Cassandra nodded. ‘In the scrapbook she writes that she can’t bear to think that someone so undeserving should have a child when she has been continually denied.’

Ruby swallowed a slurp of wine. ‘But why would Mary have given her child to Rose?’

‘I doubt she just gave her the child.’

‘You think Rose bought the baby?’

‘It’s possible, right? People have done worse to secure a child.’

‘Do you think Eliza knew?’ said Ruby.

‘Worse than that,’ said Cassandra. ‘I think she helped. I think that’s why she went away.’

‘Guilt?’

‘Exactly. She helped Rose use her position of power to wrangle a child from someone who needed money, Eliza can’t have been comfortable with that.
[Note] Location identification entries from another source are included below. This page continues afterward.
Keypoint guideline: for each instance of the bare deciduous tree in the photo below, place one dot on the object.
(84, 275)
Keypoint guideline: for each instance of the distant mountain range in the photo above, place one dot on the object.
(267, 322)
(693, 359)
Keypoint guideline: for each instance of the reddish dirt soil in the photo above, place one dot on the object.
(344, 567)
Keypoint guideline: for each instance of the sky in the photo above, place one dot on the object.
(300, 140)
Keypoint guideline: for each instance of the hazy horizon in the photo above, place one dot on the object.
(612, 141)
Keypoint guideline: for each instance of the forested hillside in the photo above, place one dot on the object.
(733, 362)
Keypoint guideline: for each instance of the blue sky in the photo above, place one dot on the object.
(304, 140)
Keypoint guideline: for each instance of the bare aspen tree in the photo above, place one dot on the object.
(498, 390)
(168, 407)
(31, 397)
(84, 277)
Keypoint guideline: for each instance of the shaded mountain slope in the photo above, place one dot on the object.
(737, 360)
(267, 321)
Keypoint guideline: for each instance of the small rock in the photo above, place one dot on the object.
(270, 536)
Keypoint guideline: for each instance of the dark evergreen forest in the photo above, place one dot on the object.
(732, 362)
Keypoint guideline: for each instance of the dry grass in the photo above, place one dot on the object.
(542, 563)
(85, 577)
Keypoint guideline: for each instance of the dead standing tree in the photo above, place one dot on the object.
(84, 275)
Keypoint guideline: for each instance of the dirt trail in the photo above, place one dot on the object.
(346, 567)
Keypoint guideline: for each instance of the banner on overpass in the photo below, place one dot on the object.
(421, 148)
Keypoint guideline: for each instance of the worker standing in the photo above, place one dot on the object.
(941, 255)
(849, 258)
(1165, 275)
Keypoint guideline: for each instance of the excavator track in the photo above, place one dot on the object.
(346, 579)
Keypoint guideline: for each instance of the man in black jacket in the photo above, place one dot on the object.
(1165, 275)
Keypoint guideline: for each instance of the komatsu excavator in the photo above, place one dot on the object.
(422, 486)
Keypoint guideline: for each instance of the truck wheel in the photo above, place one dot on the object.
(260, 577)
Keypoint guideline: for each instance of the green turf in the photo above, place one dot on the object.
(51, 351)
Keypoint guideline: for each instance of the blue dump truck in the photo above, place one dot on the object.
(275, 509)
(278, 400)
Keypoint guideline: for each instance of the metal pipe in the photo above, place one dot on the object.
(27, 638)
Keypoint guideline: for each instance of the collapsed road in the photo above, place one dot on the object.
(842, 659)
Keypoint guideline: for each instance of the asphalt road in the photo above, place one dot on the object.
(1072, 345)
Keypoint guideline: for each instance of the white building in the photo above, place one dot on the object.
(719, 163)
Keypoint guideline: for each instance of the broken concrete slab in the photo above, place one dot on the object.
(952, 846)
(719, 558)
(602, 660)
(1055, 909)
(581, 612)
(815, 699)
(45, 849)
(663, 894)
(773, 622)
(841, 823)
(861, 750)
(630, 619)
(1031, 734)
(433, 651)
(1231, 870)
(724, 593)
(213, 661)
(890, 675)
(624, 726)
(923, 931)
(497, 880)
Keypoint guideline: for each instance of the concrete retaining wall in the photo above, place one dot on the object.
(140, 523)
She and Mary were close, Rose says so.’

‘You’re presuming that Mary wanted the child,’ said Ruby. ‘Didn’t want to give her up.’

‘I’m presuming the decision to give up a baby is never clean. Mary may have needed money, a baby may have been inconvenient, she may even have thought her child was going to a better home, but I still reckon it must’ve been devastating.’

Ruby lifted her eyebrows. ‘And Eliza helped her.’

‘Then she went away. That’s what makes me think the baby wasn’t given up happily. I think Eliza went away because she couldn’t bear to stay and watch Rose with Mary’s baby. I think that when it came to separating mother and child it was traumatic and it played on Eliza’s conscience.’

Ruby nodded slowly. ‘That would explain why Rose refused to see much of Eliza after Ivory was born, why the two of them drifted apart.

Rose must’ve known how Eliza felt and worried that she’d do something to upset her newfound happiness.’

‘Like take Ivory back,’ said Christian.

‘Which she did in the end.’

‘Yes,’ said Ruby, ‘which she did in the end.’ She raised her eyebrows at Cassandra. ‘So when do you see Clara?’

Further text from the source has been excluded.